Paul Scholes has never been shy with an opinion, but this was something else. On a podcast microphone rather than a TV studio, the Manchester United great sketched out what he called a looming “footballing bloodbath” at Old Trafford – and he put Nasser Mazraoui squarely in the firing line.
The timing is striking. United, under interim manager Michael Carrick, have finally found a pulse again. Third in the Premier League, Champions League football within reach, a fanbase daring to believe this might be the start of a proper rebuild.
Scholes’ message? Enjoy the upturn. Then rip it up.
Mazraoui under scrutiny
Speaking on “The Good, The Bad & The Football”, Scholes turned the spotlight on Mazraoui and questioned the Moroccan international’s place in the project.
Mazraoui’s versatility has often been sold as a strength. He has filled in across the back line, even as a right-sided centre-back when required, offering Carrick tactical options and cover. Scholes sees a problem, not a plus.
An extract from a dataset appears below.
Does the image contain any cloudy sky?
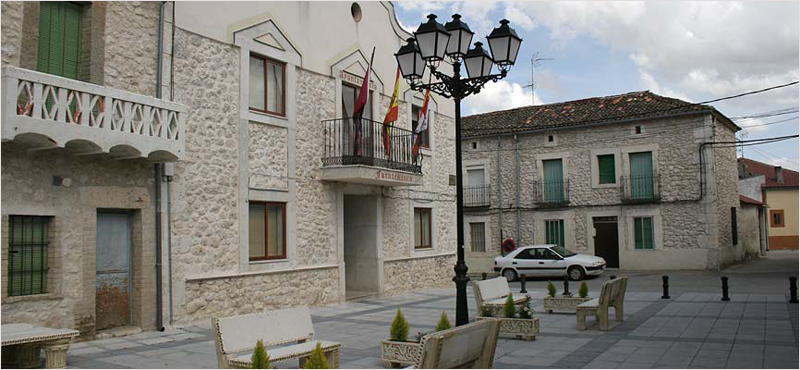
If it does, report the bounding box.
[394,1,800,170]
“I don’t know exactly where his position is; he has been used as a right-sided centre-back at times. I don’t think he fits the team’s current system, and perhaps it is time for him to leave to make way for more specialised options,” he said, leaving little room for ambiguity.
For Scholes, United’s resurgence will only be sustained if the club commits to a back line built on clear roles, raw power and pace. Flexibility, in his eyes, cannot come at the cost of identity. That view pushes Mazraoui towards the exit door in his ideal summer.
Defence in the dock
Mazraoui was not alone. Once Scholes started, the list grew quickly.
He wants a defence that intimidates, not improvises. That stance leads him to advocate the departure of Harry Maguire – despite the centre-back having recently renewed his contract – along with Lennie Yoro and Patrick Dorgu. Luke Shaw, a mainstay when fit, also appeared on Scholes’ chopping block, his recurring injuries cited as too big a risk for a side with title ambitions.
The message is brutal: if you cannot be relied upon physically, or you do not fit the system precisely, you are expendable.
This is not tinkering around the edges. It is a call for a structural reset of United’s back line at a time when results suggest the club is finally stabilising.
Eight on the chopping block
Scholes did not stop at the defence. His critique cut right through the squad.
He outlined a group of players he believes fall short of the standard required to push for the Premier League and Champions League trophies that still define United’s expectations.
The names are stark:
- Nasser Mazraoui
- Harry Maguire
- Lennie Yoro
- Patrick Dorgu
- Luke Shaw, with his injury record the key concern
In midfield and attack:
- Casemiro, whose departure has already been confirmed
- Mason Mount
- Manuel Ugarte
- Joshua Zirkzee
Eight players, spanning experience, profiles and positions. In Scholes’ eyes, all surplus to a serious title challenge.
For some, such as Casemiro, the decision is already made. For others, including Mount and Zirkzee, the criticism bites harder: these are signings meant to be part of the next cycle, not already under question.
A new spine: Lamine and de Ligt
Not everyone came in for criticism. Scholes reserved particular praise for the man currently anchoring United’s revival from the back.
Young goalkeeper Sene Lamine, he argued, has transformed the team’s stability after a turbulent spell under André Onana. Where uncertainty once rippled through the back line, Lamine has brought calm, presence and authority.
Scholes described him as the real turning point in United’s consistency, the foundation on which Carrick’s resurgence has been built.
Alongside Lamine, he pinpointed Matthijs de Ligt as non-negotiable. For Scholes, the Dutchman must remain a central pillar of the defence, a better long-term option than Maguire and the kind of defender around whom a new, more ruthless back line can be constructed.
Keep Lamine. Keep de Ligt. Almost everything else, in his vision, is up for debate.
A brutal vision for a winning United
Strip away the shock value and Scholes’ argument is clear: United’s mini-revival cannot mask the scale of the rebuild still required if the club truly wants to stand alongside Europe’s elite again.
His solution is unforgiving – a summer of big decisions, big exits and a squad trimmed of anyone who does not fit the physical, tactical and mental demands of a title-winning side.
Carrick’s team are climbing the table. The Champions League is within reach. The mood around Old Trafford is lighter than it has been in years.
If the club listens to Scholes, that mood will collide with a ruthless reality once the window opens.